The technique of external peeling and internal ligation of mixed hemorrhoids must be meticulous. Lift the mixed hemorrhoids with tissue forceps near the tooth line, take the reverse "V" incision, cut the skin from the top of the external hemorrhoids to the outer edge of the external hemorrhoids, and peel off the external hemorrhoid tissue , Including external hemorrhoids vascular loops and fibrous hyperplasia tissue, retaining part of the external hemorrhoid skin, namely the triangular flap, completely peeling the external hemorrhoid part to about 0.3cm on the tooth line, double ligating the base of the internal hemorrhoid, and removing part of the hemorrhoid.
Trim the triangular skin flap and suture the top of it and the mucosa under the ligation line at the base of the ligated hemorrhoids so that the triangular skin flap smoothly covers the wound.
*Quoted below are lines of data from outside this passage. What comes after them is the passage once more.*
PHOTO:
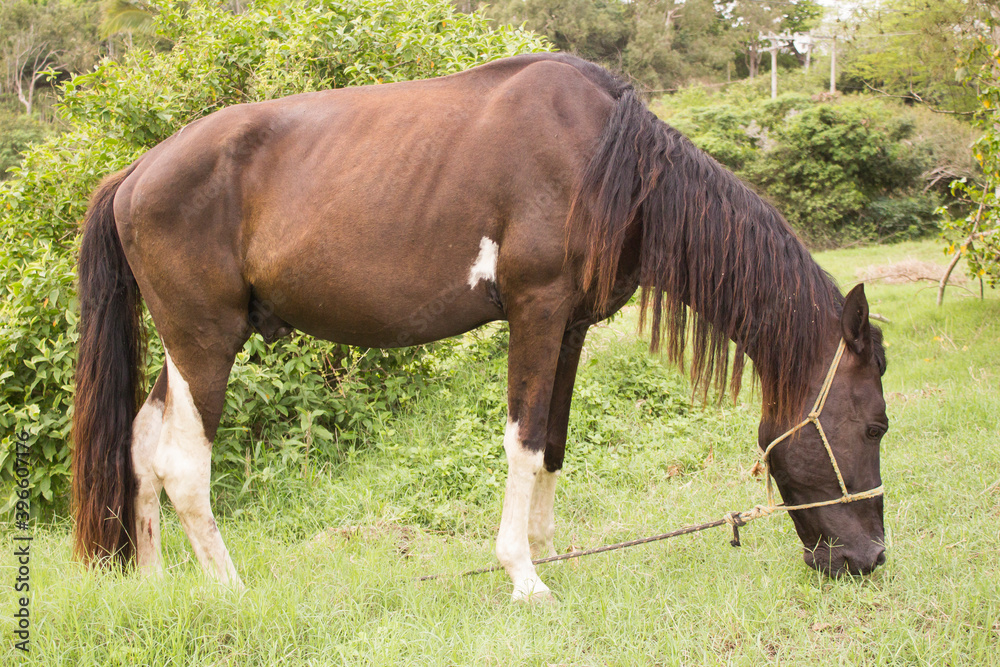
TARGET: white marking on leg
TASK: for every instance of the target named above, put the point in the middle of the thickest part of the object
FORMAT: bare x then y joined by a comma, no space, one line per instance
485,266
184,462
542,522
513,551
146,429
If the hemorrhoids are large, they can be divided into two and ligated in stages. The top of the triangular flap is sutured on the mucosa between the two hemorrhoids. Circular mixed hemorrhoids are designed according to the shape of the hemorrhoids. Generally, 4 to 6 surgical areas are selected. According to the above operations, the external and internal ligation are performed. If the skin and mucosal bridges cannot be retained between the hemorrhoids, the triangular skin flaps are sutured On the mucosa between two adjacent hemorrhoids. The vascular loops under the skin bridge and the mucosal bridge should be removed under the skin to prevent postoperative edema and the formation of new hemorrhoids.
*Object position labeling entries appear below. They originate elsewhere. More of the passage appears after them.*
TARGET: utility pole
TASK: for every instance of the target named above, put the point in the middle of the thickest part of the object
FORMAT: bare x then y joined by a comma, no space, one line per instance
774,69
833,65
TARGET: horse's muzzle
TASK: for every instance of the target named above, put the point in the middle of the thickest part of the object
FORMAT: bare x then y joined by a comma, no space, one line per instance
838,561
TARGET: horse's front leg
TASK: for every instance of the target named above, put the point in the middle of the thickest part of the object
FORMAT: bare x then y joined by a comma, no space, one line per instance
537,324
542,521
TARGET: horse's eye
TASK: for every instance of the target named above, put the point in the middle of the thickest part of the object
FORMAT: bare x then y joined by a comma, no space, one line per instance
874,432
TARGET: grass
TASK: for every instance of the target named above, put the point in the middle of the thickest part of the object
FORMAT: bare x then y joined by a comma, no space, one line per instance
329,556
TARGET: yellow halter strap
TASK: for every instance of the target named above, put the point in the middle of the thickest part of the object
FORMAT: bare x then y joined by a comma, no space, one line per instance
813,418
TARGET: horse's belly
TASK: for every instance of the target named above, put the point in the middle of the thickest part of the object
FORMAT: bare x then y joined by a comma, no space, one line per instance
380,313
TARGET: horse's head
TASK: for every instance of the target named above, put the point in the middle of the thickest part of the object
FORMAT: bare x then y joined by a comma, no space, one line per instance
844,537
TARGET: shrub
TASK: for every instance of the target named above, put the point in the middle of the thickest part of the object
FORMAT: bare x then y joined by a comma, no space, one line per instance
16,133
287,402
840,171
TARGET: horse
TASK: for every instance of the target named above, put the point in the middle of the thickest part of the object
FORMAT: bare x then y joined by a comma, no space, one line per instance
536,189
Severe mixed hemorrhoids refer to stage III-IV semicircular or circular mixed hemorrhoids. It is a common, multiple and difficult disease in anorectal diseases. This type of disease generally has a long course. Because the hemorrhoids are severely prolapsed outside the anus or combined with infection, the connective tissue around the blood vessels is dense and large, and the hemorrhoids are large and deep, which brings certain difficulties to the operation. If not handled properly, complications such as wound edge edema, wound pain, urinary retention, and difficulty in defecation may be easily caused. In recent years, the hospital has used mixed hemorrhoids external stripping and internal ligation and perianal flap plastic surgery to achieve satisfactory results.
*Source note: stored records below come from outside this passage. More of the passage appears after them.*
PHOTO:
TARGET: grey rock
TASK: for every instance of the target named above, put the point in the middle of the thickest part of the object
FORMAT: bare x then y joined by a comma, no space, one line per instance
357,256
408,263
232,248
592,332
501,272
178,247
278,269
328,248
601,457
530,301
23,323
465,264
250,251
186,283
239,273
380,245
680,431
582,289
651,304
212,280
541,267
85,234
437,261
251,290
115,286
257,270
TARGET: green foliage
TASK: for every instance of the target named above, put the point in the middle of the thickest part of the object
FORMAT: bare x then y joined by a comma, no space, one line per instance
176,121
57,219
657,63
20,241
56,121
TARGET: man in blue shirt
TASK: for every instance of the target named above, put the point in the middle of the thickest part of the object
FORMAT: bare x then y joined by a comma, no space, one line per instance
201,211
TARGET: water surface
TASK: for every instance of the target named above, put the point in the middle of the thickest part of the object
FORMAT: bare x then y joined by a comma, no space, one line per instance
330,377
Use simple mixed hemorrhoids external stripping and internal ligation. The patient is placed in a lateral position, routinely disinfected and spreading towels. After the local anesthesia is effective, use tissue forceps to lift the external hemorrhoid skin flap to make a diamond-shaped incision into the anus, blunt and sharply peel off the hemorrhoid tissue to 0.5 cm from the tooth line, use curved forceps Clamp the base of the internal hemorrhoids, use a round needle with a 7-gauge silk thread to sew the "8" under the forceps, and cut off the stump.